Let’s look at the impact of GST some of the sectors, with a little more focus on the e-commerce space. The information below is collated from various sources and sites.

  • Agriculture: GST is very important to enhance the timeline of the supply chain mechanism. If the supply chain enhances, then there will be reduction in wastage and the cost for the farmers would also come down. In the long term, GST would be help the farmers a lot as it will pave the way for a single national agriculture market.
  • FMCG: Under the present tax structure, different states impose different VAT rates on the same goods. With GST in place, the standard uniform taxes will lead to standard pricing across the nation.
  • Automobiles: Different GST rates have been formulated based on the type of vehicles. Automobiles are kept in the 28% GST bracket with different cess for different type of vehicles. Cess can be in the range 1 to 15%. The initial impact on automobiles may seem downbeat.
  • BFSI: GST for the BFSI sector is seemingly the most complicated – The process of business transaction and service matrix is complex. IT solutions would need to solve the BFSI’s complexity of transactions, operations, and GST compliance.
  • E-commerce: Online marketplaces will need to deduct 2% tax per transaction (Tax Collected at Source – TCS) while making payments to sellers listed on their portal. This rule however does not apply to offline retailers. With TCS, capital will be blocked for about 3 to 7 weeks depending on the transaction date. TCS will deter sellers from listing themselves on e-commerce marketplaces and may hit the e-commerce industry.
  • Unregistered merchants in e-commerce space: GST registration for regular offline trading is mandatory for merchants having turnover of Rs. 20 lakh or more. However, if a trader wishes to sell through online portals he needs to get GST registration irrespective of his turnover. So, smaller merchants or those without proper GST registration will be forced to move out of the e-commerce space.

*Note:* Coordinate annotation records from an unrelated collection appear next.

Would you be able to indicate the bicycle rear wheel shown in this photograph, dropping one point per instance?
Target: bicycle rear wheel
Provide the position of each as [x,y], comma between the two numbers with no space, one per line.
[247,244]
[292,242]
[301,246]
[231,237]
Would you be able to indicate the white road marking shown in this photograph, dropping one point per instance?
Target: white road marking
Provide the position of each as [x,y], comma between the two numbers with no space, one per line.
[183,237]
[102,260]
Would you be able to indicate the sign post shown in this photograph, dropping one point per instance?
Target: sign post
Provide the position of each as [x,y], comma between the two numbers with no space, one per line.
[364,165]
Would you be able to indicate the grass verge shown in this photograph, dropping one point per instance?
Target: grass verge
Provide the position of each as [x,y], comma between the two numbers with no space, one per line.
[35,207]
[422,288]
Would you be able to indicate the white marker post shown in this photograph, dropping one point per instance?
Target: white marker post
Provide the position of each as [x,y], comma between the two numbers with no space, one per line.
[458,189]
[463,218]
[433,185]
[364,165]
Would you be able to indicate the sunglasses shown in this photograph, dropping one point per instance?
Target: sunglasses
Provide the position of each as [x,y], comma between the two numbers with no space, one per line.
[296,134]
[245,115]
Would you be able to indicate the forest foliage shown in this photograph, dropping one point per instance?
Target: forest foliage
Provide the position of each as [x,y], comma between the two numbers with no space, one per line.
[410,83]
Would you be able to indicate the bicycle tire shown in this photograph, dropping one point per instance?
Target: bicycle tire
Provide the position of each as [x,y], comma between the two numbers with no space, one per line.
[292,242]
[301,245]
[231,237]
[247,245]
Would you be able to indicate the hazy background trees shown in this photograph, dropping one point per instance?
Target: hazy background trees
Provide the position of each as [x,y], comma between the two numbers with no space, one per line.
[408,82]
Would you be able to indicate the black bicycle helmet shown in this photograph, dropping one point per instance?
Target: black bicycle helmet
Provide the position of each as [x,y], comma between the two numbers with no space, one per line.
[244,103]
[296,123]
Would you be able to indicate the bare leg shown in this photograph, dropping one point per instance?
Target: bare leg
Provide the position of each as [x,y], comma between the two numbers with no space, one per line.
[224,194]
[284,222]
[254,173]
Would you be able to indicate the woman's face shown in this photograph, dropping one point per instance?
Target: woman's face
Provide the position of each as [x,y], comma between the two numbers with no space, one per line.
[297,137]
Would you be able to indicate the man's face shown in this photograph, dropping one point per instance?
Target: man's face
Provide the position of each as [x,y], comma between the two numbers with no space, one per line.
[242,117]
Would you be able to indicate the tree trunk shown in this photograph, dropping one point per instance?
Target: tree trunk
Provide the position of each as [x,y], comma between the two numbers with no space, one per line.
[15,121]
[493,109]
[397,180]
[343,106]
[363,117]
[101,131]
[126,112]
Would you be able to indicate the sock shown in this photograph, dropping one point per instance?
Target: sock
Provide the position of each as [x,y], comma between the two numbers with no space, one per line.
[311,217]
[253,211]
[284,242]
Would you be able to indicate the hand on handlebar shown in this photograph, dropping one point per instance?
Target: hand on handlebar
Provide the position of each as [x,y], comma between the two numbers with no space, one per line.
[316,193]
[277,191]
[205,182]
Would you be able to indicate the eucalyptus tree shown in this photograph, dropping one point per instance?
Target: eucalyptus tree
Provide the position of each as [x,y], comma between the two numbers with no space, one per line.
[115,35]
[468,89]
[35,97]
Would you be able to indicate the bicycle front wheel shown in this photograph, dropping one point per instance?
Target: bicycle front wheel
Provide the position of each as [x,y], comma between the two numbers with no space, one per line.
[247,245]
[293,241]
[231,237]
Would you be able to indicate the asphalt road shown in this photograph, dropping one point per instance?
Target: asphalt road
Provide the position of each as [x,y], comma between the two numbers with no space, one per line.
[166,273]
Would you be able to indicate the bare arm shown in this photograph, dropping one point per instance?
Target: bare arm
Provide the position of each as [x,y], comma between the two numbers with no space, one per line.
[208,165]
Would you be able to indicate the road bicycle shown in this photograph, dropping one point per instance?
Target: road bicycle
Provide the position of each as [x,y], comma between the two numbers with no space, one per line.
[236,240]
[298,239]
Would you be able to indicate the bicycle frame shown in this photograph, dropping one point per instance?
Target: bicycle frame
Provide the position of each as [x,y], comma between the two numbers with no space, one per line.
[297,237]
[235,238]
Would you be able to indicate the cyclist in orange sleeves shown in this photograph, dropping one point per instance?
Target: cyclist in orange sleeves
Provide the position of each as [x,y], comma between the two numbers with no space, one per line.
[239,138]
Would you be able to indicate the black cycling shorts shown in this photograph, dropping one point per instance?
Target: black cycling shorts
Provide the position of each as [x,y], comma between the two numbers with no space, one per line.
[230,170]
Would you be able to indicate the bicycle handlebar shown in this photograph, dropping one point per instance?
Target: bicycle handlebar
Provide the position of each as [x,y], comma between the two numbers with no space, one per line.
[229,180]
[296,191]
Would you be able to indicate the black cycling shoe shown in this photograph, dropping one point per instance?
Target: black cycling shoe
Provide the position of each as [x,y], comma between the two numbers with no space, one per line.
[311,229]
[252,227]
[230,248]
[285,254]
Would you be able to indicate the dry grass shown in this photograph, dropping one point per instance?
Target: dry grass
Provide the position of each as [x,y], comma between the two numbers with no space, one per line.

  • Handling returns and refunds in e-commerce space: Many products sold online carry a return policy of 30 days, and the total number of such transactions per month is quite huge. Any returns and refunds for these will have to be done with care to handle the compliance issue, because the returns now need to be filed monthly by both parties and refund adjustment will need special attention and would affect the tax liability.

The whole industry spectrum would have an impact owing to the GST. Looking at the taxation simplicity, nation wide uniformity and long term benefits, or should we say “the easy flow of business”, the impact of GST is envisaged to be positive for the business growth. The GST taxation simplicity would also attract foreign investments across various sectors.